Commence is a company focused on data-centric transformation in healthcare. As a Senior Site Reliability Engineer, you will ensure the reliability and operational health of the healthcare data platform, bridging engineering and operations while implementing observability and automation solutions.
Responsibilities:
- Design, implement, and own observability infrastructure including metrics, logging, tracing, and alerting across distributed systems
- Define and enforce SLOs, SLIs, and error budgets in partnership with product and engineering teams
- Lead incident response: triage, coordinate remediation, conduct blameless post-mortems, and drive systemic fixes
- Build and maintain CI/CD pipelines that support rapid, safe delivery of changes to production
- Collaborate with engineering teams on infrastructure changes; able to read, modify, and contribute to existing infrastructure-as-code (Terraform or CloudFormation)

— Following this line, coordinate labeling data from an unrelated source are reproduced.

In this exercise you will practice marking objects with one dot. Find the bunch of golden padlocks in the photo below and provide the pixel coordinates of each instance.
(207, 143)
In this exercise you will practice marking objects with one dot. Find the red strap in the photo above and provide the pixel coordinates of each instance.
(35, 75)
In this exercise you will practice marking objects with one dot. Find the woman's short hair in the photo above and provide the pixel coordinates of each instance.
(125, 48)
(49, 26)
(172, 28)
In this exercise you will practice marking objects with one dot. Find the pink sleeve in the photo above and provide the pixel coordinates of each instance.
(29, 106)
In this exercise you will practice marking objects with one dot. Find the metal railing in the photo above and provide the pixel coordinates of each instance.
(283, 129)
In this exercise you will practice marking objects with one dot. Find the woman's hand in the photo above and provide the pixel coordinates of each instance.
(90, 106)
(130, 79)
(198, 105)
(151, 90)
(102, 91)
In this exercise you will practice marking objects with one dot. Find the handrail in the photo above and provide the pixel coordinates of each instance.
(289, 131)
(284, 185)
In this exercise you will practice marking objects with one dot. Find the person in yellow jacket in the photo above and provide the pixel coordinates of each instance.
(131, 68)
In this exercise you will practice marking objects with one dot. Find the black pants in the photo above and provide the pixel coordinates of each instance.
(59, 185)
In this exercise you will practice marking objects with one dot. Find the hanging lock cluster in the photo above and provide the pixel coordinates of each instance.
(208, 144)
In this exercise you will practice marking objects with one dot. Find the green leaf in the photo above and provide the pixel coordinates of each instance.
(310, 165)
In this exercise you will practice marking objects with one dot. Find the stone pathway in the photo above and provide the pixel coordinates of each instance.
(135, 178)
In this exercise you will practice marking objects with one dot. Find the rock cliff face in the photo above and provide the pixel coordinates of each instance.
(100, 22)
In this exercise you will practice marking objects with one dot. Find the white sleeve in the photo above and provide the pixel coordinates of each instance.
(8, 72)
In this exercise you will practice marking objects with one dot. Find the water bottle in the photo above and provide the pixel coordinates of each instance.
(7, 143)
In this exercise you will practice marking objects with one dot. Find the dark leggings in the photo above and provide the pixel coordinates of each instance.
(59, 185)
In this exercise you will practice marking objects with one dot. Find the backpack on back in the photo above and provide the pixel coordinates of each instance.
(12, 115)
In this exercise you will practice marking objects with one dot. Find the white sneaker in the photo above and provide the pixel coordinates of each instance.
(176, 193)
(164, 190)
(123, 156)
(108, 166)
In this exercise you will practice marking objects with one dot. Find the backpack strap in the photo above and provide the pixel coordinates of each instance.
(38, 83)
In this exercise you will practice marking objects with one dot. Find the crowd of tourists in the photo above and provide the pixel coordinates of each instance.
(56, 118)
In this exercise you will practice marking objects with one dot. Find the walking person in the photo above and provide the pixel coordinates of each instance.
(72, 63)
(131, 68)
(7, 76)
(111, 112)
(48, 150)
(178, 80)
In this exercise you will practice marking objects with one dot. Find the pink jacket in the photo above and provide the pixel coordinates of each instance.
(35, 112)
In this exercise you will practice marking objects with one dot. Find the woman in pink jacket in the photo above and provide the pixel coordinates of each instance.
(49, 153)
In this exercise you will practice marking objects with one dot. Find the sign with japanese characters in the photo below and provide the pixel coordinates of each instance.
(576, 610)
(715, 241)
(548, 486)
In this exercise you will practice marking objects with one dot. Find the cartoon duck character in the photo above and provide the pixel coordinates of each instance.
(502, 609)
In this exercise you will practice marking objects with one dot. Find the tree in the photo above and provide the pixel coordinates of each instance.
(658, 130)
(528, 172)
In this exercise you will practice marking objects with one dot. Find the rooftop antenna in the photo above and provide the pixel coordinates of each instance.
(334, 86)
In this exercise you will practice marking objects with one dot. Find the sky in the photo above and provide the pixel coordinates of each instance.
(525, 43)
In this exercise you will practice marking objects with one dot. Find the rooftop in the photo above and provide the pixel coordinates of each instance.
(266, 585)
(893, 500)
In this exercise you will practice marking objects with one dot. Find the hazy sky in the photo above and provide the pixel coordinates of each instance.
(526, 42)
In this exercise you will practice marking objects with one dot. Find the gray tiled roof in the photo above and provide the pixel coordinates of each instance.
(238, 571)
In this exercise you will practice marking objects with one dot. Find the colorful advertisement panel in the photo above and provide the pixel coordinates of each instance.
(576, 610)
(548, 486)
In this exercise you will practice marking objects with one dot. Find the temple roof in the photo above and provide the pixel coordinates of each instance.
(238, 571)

- Design and operate highly available, fault-tolerant systems—including auto-scaling, failover, and disaster recovery strategies
- Reduce operational toil through automation; eliminate manual processes before they become habits
- Collaborate with software engineers to establish reliability-first design patterns and review architectures for operational risk
- Manage Kubernetes or container orchestration environments at scale
- Ensure systems meet compliance and security requirements, particularly those applicable to healthcare data (HIPAA, SOC 2)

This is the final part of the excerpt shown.